There are few dozens of these <li> on the same page, all with different id and content. The content that I need is marked REQUIRED_ITEM_1 - REQUIRED_ITEM_6.

I am collecting the data from these <li>s with the help of Xpath.

Here is the code I use:

    foreach($xpath->query("//li[@class='listing-post']") as $link) {

    $REQUIRED_ITEM_1 = $link->getAttribute('id');
    $REQUIRED_ITEM_2 = $xpath->query(".//img", $link)->item(0)->getAttribute('src');
    $REQUIRED_ITEM_3 = $xpath->query(".//a", $link)->item(1)->getAttribute('href');
    $REQUIRED_ITEM_4 = $xpath->query(".//a", $link)->item(1)->getAttribute('title');
    $REQUIRED_ITEM_5 = $xpath->query(".//a", $link)->item(2)->getAttribute('href');

    $REQUIRED_ITEM_6 = $xpath->query("./div/text", $link)->item(4);
}

It works as intended for the first 5 REQUIRED_ITEMs, however it seems the code to get text contained within listing-date div (REQUIRED_ITEM_6) is wrong.
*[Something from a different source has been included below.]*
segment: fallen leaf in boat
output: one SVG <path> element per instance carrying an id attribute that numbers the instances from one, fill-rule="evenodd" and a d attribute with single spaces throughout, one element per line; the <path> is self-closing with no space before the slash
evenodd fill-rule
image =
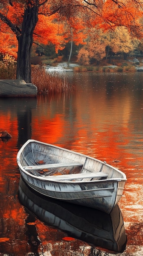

Also, is this the best way to parse my html and collect data, or is there a better approach?


Solution

  • Here is the xPath to get REQUIRED_ITEM_6

    //li[@class='listing-post']//div[@class='listing-date']/text()
    

    That would be little bit faster (but first version may be more safe, since it is less dependent on XML structure).

    //li[@class='listing-post']/div/div[@class='listing-date']/text()
    

    So your code must look like something like this (but you may need to adjust it little bit with your php, not sure why you used item(4)).

    $REQUIRED_ITEM_6 = $xpath->query(".//div[@class='listing-date']/text()", $link)->item(0)->textContent;